01 junio, 2021

Autobiografía IX / ¿La has visto?

Por Estela

IX

El segundo sábado de abril del 2008 llovió desde la tarde hasta la noche. Papá fue el último en llegar. Su ropa y zapatos se habían manchado de lodo; los dejó afuera de la casa, se cambió de inmediato y cenamos. De fondo, estaba el programa "Vidas engarzadas", que contaba la vida del cantante Sergio Gómez. Nos fuimos a dormir y aún continuaba el programa. Mamá ya se había dormido, cuando se escuchó el ruido de una piedra que tocó y resbaló por el techo. Cabe mencionar que este ruido lo hacían las visitas y familiares para anunciarse, pues el timbre de la puerta estaba retirado y no se escuchaba.

Papá fue al llamado y regresó agitado, despertó a mi mamá y dijo que era mi primo Noe buscando a su mamá, mi tía Lucila. Mamá contestó - “Quizá está con Chabe”. Con esa esperanza nos dormimos.

La mañana del domingo, no me acuerdo cómo nos dimos cuenta que mi tía estaba desaparecida. Mis tíos de Hidalgo llegaron ese domingo y todo el día la buscaron por todos lados: en su trabajo, con la gente más allegada a ella. El día lunes, Ana tenía una cita con el neurólogo, me tocó ir a la escuela y todos mis tíos, mi papá y gente cercana ya habían empezado a buscar, una vez más. En la iglesia del pueblo me encontré con Lau, y me pidió que dejáramos una vela pidiendo que la encontraran pronto. En la escuela no tenía ánimos para casi nada. Al salir de la escuela me fui a mi casa. Ahí había mucha gente, entre ellas la señora Sara. Apenas había dejado mi mochila, cuando un señor de negro entró a la casa y me dijo con voz gruesa: -¿Qué ropa traía tu papá el sábado y ayer?- Se la enseñé: era la misma llena de lodo. La agarró y la colocó en una bolsa. Y prosiguió con un interrogatorio:

-¿A qué se dedica tu papá?, ¿A qué hora llegó el sábado y ayer?- Yo contesté a todas sus preguntas.

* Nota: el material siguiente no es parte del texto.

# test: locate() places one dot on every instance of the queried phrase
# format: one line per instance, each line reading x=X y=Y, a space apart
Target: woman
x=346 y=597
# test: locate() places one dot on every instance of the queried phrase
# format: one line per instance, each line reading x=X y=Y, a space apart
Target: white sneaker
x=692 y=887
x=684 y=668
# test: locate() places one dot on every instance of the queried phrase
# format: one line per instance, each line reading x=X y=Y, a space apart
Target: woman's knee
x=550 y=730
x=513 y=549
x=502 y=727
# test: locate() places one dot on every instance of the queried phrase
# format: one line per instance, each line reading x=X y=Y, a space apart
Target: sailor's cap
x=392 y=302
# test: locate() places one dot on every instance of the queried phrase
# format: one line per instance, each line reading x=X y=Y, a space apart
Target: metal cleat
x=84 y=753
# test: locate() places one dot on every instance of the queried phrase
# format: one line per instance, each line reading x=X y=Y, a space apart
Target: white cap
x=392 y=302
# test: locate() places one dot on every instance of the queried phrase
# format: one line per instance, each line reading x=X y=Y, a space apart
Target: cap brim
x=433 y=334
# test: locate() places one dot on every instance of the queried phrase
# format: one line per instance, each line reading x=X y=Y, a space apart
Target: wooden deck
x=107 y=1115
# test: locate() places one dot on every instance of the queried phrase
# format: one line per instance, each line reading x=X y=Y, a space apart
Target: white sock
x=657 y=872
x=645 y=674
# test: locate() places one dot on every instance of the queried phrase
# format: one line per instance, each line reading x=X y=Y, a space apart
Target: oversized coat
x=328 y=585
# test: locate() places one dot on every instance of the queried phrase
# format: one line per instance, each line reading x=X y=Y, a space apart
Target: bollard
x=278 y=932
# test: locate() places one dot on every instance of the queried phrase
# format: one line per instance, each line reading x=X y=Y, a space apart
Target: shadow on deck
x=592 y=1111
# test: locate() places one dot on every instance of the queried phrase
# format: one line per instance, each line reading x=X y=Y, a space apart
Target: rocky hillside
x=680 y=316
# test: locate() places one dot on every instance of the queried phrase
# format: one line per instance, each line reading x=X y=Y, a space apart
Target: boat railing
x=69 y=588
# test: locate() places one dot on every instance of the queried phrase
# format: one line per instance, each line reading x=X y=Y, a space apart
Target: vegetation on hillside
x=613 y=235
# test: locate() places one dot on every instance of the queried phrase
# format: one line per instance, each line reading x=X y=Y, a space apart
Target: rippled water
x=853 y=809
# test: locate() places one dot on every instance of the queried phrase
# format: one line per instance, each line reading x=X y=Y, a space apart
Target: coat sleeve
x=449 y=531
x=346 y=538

Mamá y Ana llegaron por la tarde, después de su cita. Habían pasado al SEMEFO y a LOCATEL a darla por desaparecida. Mi mamá apenas cruzó el umbral de la puerta cuando la imprudente señora Sara le dio la noticia con nulo tacto: habían encontrado a mi tía muerta. Mi mamá se convirtió en un mar de lágrimas. Aún no lo podía creer: el último recuerdo que tenía de mi tía, era del viernes: un día antes de su desaparición, lavando la terraza de la casa del señor Víctor.

Papá no regresó hasta el día siguiente, era sospechoso porque mi tía lo mencionaba muchas veces en su diario y por la ropa llena de lodo. La investigación se archivó porque no había pruebas. Se dice que el esposo de mi tía aventó toda su ropa a un río. Cuando se realizó la prueba de ADN para analizar unos cabellos que le encontraron en las manos a mi tía, su marido y su hijo decidieron que era hora de cambiar de look y raparse.

A la familia, nos queda la esperanza de que se haga justicia. Pero de la divina, porque la del hombre se usa para proteger solo a los que tienen más poder adquisitivo. Después de este suceso mis papás tomaron la decisión de irnos a Atlacomulco, Edo. Mex. No me quería ir, pero mi voz no valía.